Puppeteer struggles with timeouts in Docker while interacting with web pages

I’m attempting to collect cookies from various websites using a Node.js script with Puppeteer. The script loads the web page, interacts with it, and saves the cookies to a specified file.
On my local machine, this works perfectly, including in headless mode. However, when I try to run it in a Docker container, it fails for certain sites. For instance, it successfully accesses Google, but it has issues with RentalCars.

The provided code is structured to load the page, handle captchas if necessary, ignore cookies, wait for a specific selector (like an input field), and save cookies to a file.

We utilize packages such as “puppeteer-extra”, “puppeteer-extra-plugin-recaptcha”, and “puppeteer-extra-plugin-stealth”.

When testing with Google, it works in both local and Docker environments in headless mode. However, with RentalCars, while it runs fine locally, it fails in Docker, as the page fails to fully load, preventing the resolution of captchas or retrieving page content using page.content(), and results in a ProtocolError: Runtime.callFunctionOn timed out error.

At times, some network requests seem incomplete, indicating inconsistency; for example, GTM scripts sometimes load and sometimes do not, suggesting potential issues with JavaScript files.

A key cookie I need is the Reese84, which is used for fingerprinting, and I’m uncertain if it’s affecting the outcome or if necessary libraries are missing in Docker. I’ve verified that all required packages listed in GitHub documentation are indeed installed within the Dockerfile.

The following versions are currently being used:

  • Puppeteer: 22.15.0
  • Node: 20.13.0
  • npm: 10.5.2
  • OS: macOS M3

    I would greatly appreciate any insights or recommendations regarding missing packages in the Docker environment.

EDIT1: I modified the navigation method to this:

  await page.goto(url, {
    waitUntil: 'networkidle2',
  });

However, it resulted in a TimeoutError: Navigation timeout of 120000 ms exceeded.

Hey DancingFox, it sounds like the issue might be with network settings or missing dependencies in your Docker container. Here are a few steps you could try:

  • Increase Timeout: Try extending the timeout for page.goto:
  • await page.goto(url, { timeout: 300000, waitUntil: 'networkidle0' });
  • Check DNS: Ensure your Docker container has the right DNS settings by adding Google's DNS:
  • RUN echo "nameserver 8.8.8.8" >> /etc/resolv.conf
  • Disable Web Security: If possible, try running Puppeteer without web security:
  • args: ['--disable-web-security']
  • CAPTCHA Solver: Ensure your CAPTCHA solver is configured correctly within Docker.
  • Check User Agent & Plugins: Sometimes, changing the user-agent or ensuring the plugins are correctly set up helps evade bot detections.

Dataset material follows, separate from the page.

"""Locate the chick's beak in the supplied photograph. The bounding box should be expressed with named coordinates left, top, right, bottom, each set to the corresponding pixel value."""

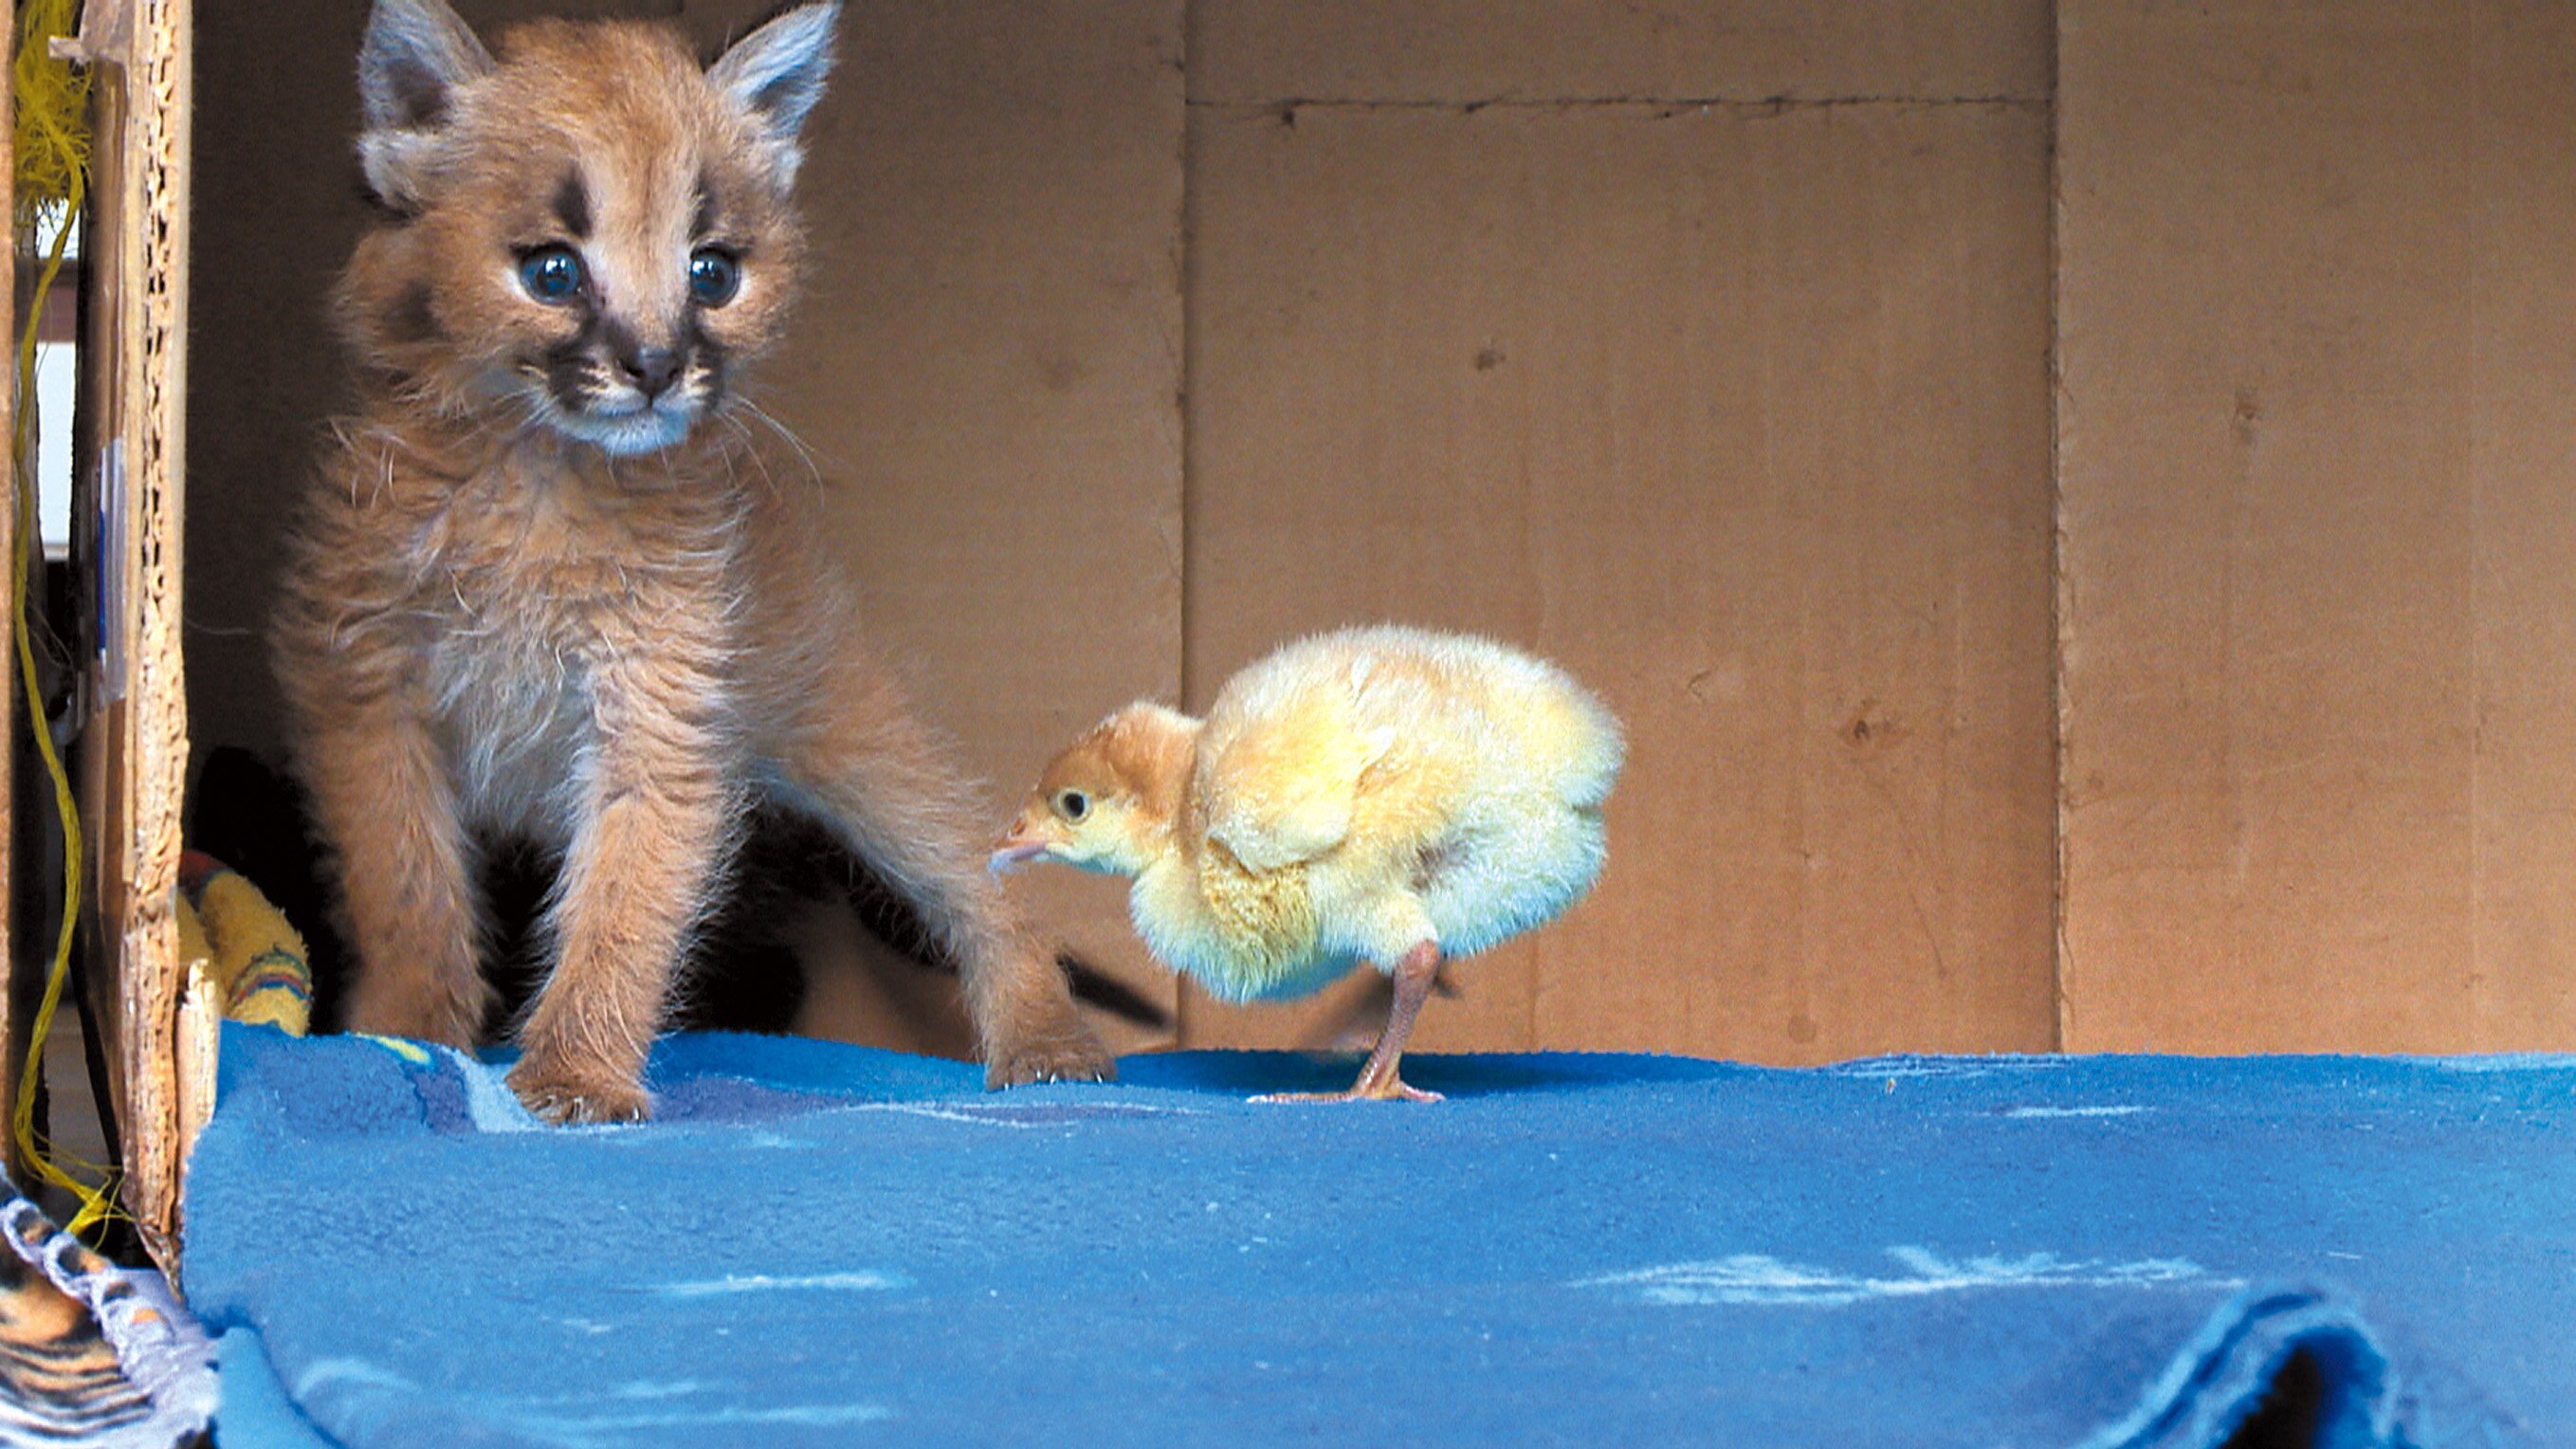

Good luck, and hope this resolves your issue!

Hey DancingFox, dealing with Puppeteer in Docker can sometimes be tricky due to environment differences. Here are some additional optimization steps you could apply:

  • Use Headless Mode Carefully: Ensure you're explicitly setting the headless mode. Try testing in { headless: false } mode within Docker to verify interactions first.
  • Install All Dependencies: Ensure all necessary libraries are installed. Include the following in your Dockerfile:
  • RUN apt-get update \
        && apt-get install -y wget gnupg \
        && wget -q -O - https://dl-ssl.google.com/linux/linux_signing_key.pub | apt-key add - \
        && sh -c 'echo "deb [arch=amd64] http://dl.google.com/linux/chrome/deb/ stable main" >> /etc/apt/sources.list.d/google.list' \
        && apt-get update \
        && apt-get install -y google-chrome-stable
  • Adjust Resource Limits: Make sure Docker has enough resources allocated (CPU/RAM), which can sometimes cause timeouts.
  • Run with Debug Logs: Use the debug feature to get more insights:
  • PUPPETEER_EXECUTABLE_PATH=/path/to/chrome DEBUG="puppeteer:*" node your_script.js
  • Verify Network Requests: Use Puppeteer's request interception to debug problematic requests and check for blockages or redirects that could be handled differently in Docker.

These tweaks should assist in resolving the inconsistencies. Simplifying the setup to the most basic working form and iteratively adding back features can often identify specific causes for the timeout issues.